Flaubert considérait que l'art était incompatible avec la politique ; " l'art ne doit servir à aucune doctrine sous peine de déchoir ", écrivait-il. Il est vrai que seuls quelques artistes furent assez heureux dans ce registre risqué. Le Tres de mayo de Goya, La Liberté guidant le peuple de Delacroix, la vignette parodique qu'en réalisa Courbet en 1848 pour l'éphémère journal Le Salut Public de Champfleury et Baudelaire, la célèbre Colombe de la paix de Picasso, en offrent quelques exemples, même si cette dernière, à la lumière des événements qui se déroulaient derrière le Rideau de fer avait, dès sa naissance, perdu beaucoup de ses plumes. Pour le reste, l'art nazi comme le réalisme stalinien suffiraient à donner raison à l'auteur de L'Education sentimentale.
De nos jours, technologie oblige, le message politique passe par le " tout-médiatique ". L'art s'est définitivement effacé au profit - si l'on peut dire - des paillettes, du spectacle et de la chansonnette qui, souvent accompagnent le discours comme s'il ne se suffisait plus à lui-même pour capter l'attention du public. Personne n'y a gagné, ni du point de vue esthétique, ni du point de vue du débat intellectuel. La tendance s'oriente progressivement vers une forme de régression, d'abêtissement, de nivellement par le bas, sous couvert de jouer la carte " populaire ". Mais confondre " populaire " et " vulgaire " ne fait qu'illustrer le fossé qui sépare les politiques et les communicants d'un monde réel qu'ils connaissent mal. Nous aurions pu croire un instant qu'en matière de politique spectacle, nous avions touché le fond avec l'ahurissante performance de la candidate malheureuse aux dernières élections présidentielles, organisée au Zénith, entre interprétation surjouée, jeux de lumière, chanteurs plus ou moins oubliés, slogan débilitant, égotisme et vacuité du message.
C'était compter sans une nouvelle forme de communication, présentée dans un premier temps aux entreprises par des cabinets spécialisés comme le nec plus ultra en matière de motivation des ressources humaines : le lipdub. Cette appellation aussi récente que peu contrôlée désigne un clip musical auquel participent des salariés qui chantent en play-back une bluette savamment choisie pour, paraît-il, mieux " fédérer les énergies ". L'efficacité de cette méthode doit égaler celle qui consiste à développer l'esprit d'équipe en envoyant des cadres sauter à l'élastique du haut du viaduc de Garabit ou la performance des commerciaux en leur offrant une séance de paintball.
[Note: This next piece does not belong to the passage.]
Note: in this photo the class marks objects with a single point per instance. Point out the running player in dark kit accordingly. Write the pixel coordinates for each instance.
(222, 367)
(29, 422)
Car la grande faiblesse de ce type d'initiative musicale réside dans sa caducité immédiate - une fois vu, le clip est enterré, il ne se regarde pas en boucle - et dans la naïveté de ceux qui le commanditent ; en clair, ces derniers ne prennent pas en compte ou sous-estiment la capacité critique d'un auditoire qui ne se laisse plus duper si facilement. Par un curieux paradoxe, cette méthode " de pointe " de la communication actuelle renvoie finalement aux vieilles pubs infantilisantes des années 1960. Ses effets risquent de se révéler contreproductifs, quel que soit le budget alloué au tournage, et ses seuls bénéficiaires sont les agences de communication.
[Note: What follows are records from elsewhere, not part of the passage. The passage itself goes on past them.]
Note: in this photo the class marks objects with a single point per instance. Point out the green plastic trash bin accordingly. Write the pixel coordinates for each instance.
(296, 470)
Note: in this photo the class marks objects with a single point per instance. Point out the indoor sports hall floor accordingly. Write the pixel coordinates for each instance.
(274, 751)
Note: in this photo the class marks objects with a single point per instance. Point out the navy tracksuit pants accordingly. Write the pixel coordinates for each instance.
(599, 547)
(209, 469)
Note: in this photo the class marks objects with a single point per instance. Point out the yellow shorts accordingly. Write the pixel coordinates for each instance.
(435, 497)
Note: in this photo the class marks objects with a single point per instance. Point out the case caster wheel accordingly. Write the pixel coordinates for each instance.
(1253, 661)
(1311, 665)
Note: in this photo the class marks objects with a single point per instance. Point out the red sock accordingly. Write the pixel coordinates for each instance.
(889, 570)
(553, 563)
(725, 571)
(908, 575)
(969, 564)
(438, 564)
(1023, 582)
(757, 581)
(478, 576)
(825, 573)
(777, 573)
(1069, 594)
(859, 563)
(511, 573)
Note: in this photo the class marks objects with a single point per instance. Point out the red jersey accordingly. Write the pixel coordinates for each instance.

Aujourd'hui que la politique s'est emparée du concept, les résultats semblent encore plus affligeants qu'ils ne le sont pour les entreprises. Il y eut, en 2009, le clip d'Europe Ecologie, auquel participaient, au milieu de militants, Daniel Cohn-Bendit, Eva Joly, José Bové et Alain Lipietz. La réalisation, bien huilée et d'un amateurisme de façade, jouait la carte de la dérision, mais le texte, se limitant à dresser une longue liste de sujets de mécontentement, ne présentait aucune proposition. Son audience fut aussi limitée que sa portée politique.Tel n'est pas le cas du clip lancé depuis quelques jours par les jeunes de l'UMP, dont le succès, sur Internet, dépasse certainement les espérances de ses promoteurs. Certes, il s'agit là d'un succès involontaire, dans la mesure où les commentaires des internautes ressemblent à un concours de sarcasmes, mais enfin, on en parle. Que les opposants au gouvernement et les " antisarkozistes primaires " figurent en première ligne en terme de critiques, voilà qui n'a rien d'étonnant et ne nourrit guère l'analyse.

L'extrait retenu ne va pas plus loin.